Dr. Bito was interested in a family of chemicals produced by the body, prostaglandins, and how they might affect the eye. Conventional scientific wisdom held that prostaglandins raised intraocular pressure, which could lead to blindness. Dr. Bito had a contradictory theory — that prostaglandins, given in small enough doses, could actually lower the pressure.

With financial support from the government, Dr. Bito studied prostaglandins in monkeys, cats and even himself, squirting the chemical in his own eye to gauge how much redness and irritation it caused. In the early 1980s, his work led to a patent and to every scientific researcher’s dream: a blockbuster drug, latanoprost, now marketed by Pfizer as Xalatan.

In 1988, as the Soviet Union began to crumble, Dr. Bito began making trips back to Hungary, said Ms. Carino, whom he married the previous year. After the release of Xalatan and his retirement from Columbia University in 1997, he began to spend more time in his homeland, she said, “as he also returned to his first love, of writing.”
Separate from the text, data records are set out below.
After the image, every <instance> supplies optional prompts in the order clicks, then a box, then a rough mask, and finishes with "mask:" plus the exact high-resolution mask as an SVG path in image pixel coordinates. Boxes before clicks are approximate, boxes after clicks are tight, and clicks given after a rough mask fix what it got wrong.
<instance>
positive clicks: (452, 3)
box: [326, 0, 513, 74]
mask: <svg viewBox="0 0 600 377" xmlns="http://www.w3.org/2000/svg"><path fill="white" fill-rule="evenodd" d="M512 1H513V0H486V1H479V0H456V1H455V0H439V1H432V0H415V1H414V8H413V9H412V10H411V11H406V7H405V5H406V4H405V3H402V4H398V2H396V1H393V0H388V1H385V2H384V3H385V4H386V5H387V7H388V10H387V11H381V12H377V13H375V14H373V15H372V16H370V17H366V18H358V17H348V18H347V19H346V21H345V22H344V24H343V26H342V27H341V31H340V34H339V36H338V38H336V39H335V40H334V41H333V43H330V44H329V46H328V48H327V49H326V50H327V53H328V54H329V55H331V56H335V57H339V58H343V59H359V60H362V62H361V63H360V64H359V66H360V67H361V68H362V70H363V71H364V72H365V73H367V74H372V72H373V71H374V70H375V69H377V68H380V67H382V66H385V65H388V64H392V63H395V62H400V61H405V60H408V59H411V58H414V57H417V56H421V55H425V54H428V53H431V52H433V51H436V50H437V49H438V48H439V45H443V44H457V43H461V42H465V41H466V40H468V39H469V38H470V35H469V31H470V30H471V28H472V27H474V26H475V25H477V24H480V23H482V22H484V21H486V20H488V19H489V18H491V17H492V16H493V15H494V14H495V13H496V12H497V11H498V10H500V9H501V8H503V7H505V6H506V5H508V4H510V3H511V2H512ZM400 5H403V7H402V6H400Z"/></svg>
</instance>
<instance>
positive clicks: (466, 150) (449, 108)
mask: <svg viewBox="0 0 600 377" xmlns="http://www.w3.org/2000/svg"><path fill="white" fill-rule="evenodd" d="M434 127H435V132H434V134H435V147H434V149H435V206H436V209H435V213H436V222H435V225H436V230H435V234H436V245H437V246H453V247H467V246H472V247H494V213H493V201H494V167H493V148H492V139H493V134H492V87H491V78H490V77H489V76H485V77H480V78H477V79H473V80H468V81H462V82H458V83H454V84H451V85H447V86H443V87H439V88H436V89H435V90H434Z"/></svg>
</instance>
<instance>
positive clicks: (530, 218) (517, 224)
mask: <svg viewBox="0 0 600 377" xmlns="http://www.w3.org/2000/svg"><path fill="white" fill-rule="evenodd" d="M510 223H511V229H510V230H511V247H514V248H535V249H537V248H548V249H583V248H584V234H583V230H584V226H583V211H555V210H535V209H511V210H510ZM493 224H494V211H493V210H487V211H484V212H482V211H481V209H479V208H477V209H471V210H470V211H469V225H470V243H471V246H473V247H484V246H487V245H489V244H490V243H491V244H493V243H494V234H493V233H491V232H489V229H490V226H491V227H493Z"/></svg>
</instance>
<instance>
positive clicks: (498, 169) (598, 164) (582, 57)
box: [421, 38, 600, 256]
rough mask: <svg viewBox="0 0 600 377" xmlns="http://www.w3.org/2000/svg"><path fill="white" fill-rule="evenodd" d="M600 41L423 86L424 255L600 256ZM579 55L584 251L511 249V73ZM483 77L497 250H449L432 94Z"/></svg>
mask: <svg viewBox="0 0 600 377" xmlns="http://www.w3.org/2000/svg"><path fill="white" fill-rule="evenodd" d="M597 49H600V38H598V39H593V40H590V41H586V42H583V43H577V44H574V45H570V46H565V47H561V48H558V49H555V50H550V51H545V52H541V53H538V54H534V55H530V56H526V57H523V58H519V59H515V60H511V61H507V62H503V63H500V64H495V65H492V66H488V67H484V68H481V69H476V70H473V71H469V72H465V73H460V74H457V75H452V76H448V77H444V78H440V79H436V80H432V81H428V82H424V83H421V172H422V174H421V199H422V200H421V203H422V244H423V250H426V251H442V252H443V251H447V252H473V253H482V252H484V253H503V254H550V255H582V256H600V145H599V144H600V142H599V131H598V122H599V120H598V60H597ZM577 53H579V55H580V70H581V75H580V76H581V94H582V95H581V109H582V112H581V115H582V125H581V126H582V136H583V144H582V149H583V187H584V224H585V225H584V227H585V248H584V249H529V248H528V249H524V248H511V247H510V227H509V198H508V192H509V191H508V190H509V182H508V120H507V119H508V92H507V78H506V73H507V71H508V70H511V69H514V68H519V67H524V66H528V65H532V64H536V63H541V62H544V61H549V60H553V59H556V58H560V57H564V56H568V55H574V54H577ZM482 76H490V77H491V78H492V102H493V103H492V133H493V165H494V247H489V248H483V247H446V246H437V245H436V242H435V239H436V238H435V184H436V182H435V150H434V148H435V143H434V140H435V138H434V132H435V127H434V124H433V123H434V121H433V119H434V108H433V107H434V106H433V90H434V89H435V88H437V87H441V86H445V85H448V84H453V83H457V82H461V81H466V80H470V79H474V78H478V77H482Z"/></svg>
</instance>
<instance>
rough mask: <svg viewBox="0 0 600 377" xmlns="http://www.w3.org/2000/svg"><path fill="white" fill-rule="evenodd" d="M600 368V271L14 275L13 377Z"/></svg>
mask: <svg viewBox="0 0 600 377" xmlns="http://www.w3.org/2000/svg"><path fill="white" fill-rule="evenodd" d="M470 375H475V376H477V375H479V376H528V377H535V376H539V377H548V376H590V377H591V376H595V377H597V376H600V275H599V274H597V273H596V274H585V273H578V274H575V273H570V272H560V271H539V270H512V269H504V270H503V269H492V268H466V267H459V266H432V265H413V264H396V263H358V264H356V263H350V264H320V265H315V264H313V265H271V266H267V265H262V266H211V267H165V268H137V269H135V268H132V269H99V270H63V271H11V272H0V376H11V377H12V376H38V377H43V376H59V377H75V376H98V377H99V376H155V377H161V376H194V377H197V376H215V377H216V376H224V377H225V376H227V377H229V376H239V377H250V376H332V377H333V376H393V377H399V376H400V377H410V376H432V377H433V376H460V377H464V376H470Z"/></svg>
Dr. Bito “made copious notes on the subject of death and dying,” Ms. Carino said, and wrote and spoke extensively on the topic of “eutelia,” meaning a “good end.” He was an advocate of assisted suicide, she said, and “the need for emphatic specialists to help us out of life when the time comes.”

In his later years, friends said, Dr. Bito became determined to see some of his books published in English — in particular “Abraham and Isaac,” which he intended to reissue under the title “The Curse of Obedience.” Mr. Solomon, his translator, who attended Bard with him, said Dr. Bito had phoned him every night to talk about the project up until his death.

Mr. Goodfriend, the diplomat, said he had long philosophical conversations with Dr. Bito in recent months. He said Dr. Bito had seemed to be re-evaluating his life, “asking the kind of deep questions that are very difficult to answer, but looking to see, how do we know what’s real, and what’s not real?”